1930s, 1970s ... disaster every time they do it

Opinion In a bizarre repeat of history, reports have it that the Royal Air Force is once again seeking to take over the Fleet Air Arm of the Royal Navy - a sure sign that the economy really is in desperate trouble. Just as it has meant more than once in the past, a successful RAF bid to grab a greater share of the taxes in tough economic times is likely to mean soldiers and sailors dying unnecessarily in years to come.

The Sunday Times reported on the new RAF takeover push yesterday, which is apparently operating under the unofficial slogan "one nation, one air force". It appears that Air Marshals Glenn Torpy and Jock Stirrup, heads of the RAF and of all three services respectively, would like to shut down the joint RN/RAF Harrier jumpjet force, which would put an end to fixed-wing aviation in the Navy.

When the two planned new aircraft carriers finally arrive - it is an open secret that there are plans to delay the ships - their air groups would naturally be furnished by the RAF, which would by that point be the only British service set up to fly jets.

We've been here before, more than once.

In the dark days of the 1920s and 30s, against the background of the General Strike and the Jarrow March, the cry for economies placed the Fleet Air Arm under RAF ownership in just the sort of plan now developing. There was one nation, and one air force. As one would expect, the Fleet Air Arm was the Cinderella of the RAF, neglected in favour of the strategic deep bombers which the air service institutionally loved (and continues to love) more than anything else.

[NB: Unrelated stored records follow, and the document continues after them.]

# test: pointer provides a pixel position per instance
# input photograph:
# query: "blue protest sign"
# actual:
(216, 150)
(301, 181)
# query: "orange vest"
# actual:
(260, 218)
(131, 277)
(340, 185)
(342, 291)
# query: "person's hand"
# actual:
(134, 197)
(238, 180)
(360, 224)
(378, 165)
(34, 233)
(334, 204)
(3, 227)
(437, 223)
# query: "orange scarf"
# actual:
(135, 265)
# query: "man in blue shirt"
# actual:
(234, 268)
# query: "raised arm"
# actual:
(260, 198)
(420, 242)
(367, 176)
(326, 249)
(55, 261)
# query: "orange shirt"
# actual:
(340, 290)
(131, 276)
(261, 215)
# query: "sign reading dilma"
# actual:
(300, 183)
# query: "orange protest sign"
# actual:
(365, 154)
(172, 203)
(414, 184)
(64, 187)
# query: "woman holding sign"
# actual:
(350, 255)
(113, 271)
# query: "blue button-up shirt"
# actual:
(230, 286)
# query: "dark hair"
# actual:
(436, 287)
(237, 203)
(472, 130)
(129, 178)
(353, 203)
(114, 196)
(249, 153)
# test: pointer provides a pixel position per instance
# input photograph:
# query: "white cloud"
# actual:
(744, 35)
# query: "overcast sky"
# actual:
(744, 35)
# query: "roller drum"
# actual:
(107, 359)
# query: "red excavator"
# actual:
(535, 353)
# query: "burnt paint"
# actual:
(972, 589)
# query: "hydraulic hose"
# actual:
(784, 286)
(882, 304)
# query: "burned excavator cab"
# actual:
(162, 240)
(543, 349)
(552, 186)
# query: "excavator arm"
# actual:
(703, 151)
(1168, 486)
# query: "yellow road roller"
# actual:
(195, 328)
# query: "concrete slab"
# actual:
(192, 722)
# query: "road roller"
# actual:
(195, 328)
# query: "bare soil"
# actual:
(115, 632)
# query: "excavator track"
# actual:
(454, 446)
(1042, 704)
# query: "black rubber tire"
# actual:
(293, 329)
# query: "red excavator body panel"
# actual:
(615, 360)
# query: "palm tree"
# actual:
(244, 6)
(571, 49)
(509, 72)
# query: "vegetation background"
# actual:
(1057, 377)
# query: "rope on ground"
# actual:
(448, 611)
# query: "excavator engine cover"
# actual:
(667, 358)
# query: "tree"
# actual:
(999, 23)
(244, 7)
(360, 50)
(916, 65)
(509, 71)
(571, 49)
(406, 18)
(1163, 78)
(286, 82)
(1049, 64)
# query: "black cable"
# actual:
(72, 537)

In 1939, on the eve of war, when the Royal Navy finally regained control of its own aircraft, it was left with pitifully weak air cover. The fleet's main strike plane - the famous Swordfish, aka "the Stringbag" - was an aged biplane, almost a flying antique. The service never acquired a proper carrier fighter through the whole war, as the pre-war RAF had seen no need for such a thing - indeed, had felt little enough need for landbased fighters in some quarters. The fact that carriers had served since World War I as bases for the RAF rather than as warships had led the navy to buy too few of them and to hope wistfully that big-gun battleships might retain their old dominance.

As the wasteful, murderous strategic bombing campaigns by the Luftwaffe and RAF began, slaughtering civilians in droves at the cost of thousands of heroically brave airmen, achieving almost nothing in the process, the Navy was cut to bits for lack of seaborne air cover. The battleships Prince of Wales and Repulse were sunk by Japanese air attack, with more than eight hundred men lost. Another nine ships were sunk and many more battered almost into wrecks in the evacuation of Crete, where again no air cover was forthcoming. In addition to almost two thousand sailors killed, a thousand soldiers died in the land fighting and thousands more were captured.

All through the war the RN suffered from lack of carriers and lack of planes to fly from them, and had to make desperate efforts to catch up. By the end of the fighting, every convoy finally had an escort carrier - largely ending the horrifying bloodletting of the early Atlantic war. Every fleet had a fleet carrier. The aircraft carrier had finally replaced the battleship as the main unit of naval power in all sensible people's minds.